Optimize I/O
Redpanda relies on its own disk I/O scheduler, and by default, it tells the kernel to
use the noop
scheduler. Additionally, rpk
comes with an embedded database of I/O settings, which are specific combinations of CPUs, SSD types, and VM sizes. Because running software on four VCPUs isn’t the same as running on an EC2 i3.metal with 96 physical cores, Redpanda tries to predict the best known settings for VM cloud types.

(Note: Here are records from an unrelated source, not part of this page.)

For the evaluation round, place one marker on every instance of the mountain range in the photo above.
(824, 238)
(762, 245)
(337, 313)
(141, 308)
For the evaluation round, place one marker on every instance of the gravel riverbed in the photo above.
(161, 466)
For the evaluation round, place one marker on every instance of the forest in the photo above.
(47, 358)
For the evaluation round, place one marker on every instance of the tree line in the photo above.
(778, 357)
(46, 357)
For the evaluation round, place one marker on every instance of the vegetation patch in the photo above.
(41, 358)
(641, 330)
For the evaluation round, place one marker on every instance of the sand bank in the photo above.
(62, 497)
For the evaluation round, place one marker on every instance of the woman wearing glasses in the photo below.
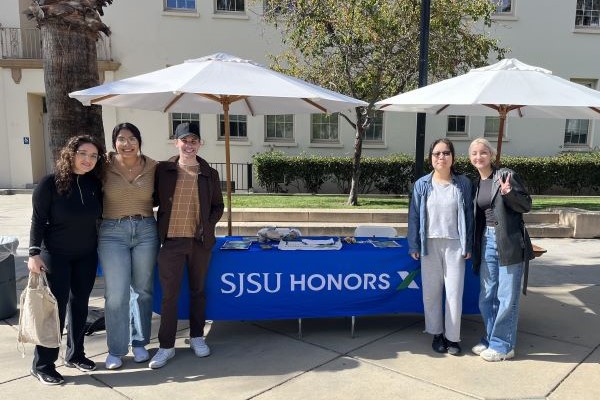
(128, 245)
(63, 242)
(440, 227)
(501, 250)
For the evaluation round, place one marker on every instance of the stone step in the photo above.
(549, 230)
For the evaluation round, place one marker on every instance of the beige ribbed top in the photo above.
(123, 198)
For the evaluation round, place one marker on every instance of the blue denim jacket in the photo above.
(417, 214)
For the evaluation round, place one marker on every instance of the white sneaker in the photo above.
(493, 355)
(478, 348)
(140, 354)
(113, 362)
(161, 357)
(199, 346)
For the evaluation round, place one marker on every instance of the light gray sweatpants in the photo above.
(443, 268)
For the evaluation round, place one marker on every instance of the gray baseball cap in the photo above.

rpk iotune is a tool to optimize I/O performance for a specific Redpanda instance and its hardware. It runs benchmarks to capture the read/write IOPS and bandwidth capabilities of a node, then it outputs parameters to an I/O configuration file (io-config.yaml
) that Redpanda reads upon startup to optimize itself for the node. rpk iotune
by default saves its I/O configuration file to /etc/redpanda/io-config.yaml
, and Redpanda by default reads from there at startup.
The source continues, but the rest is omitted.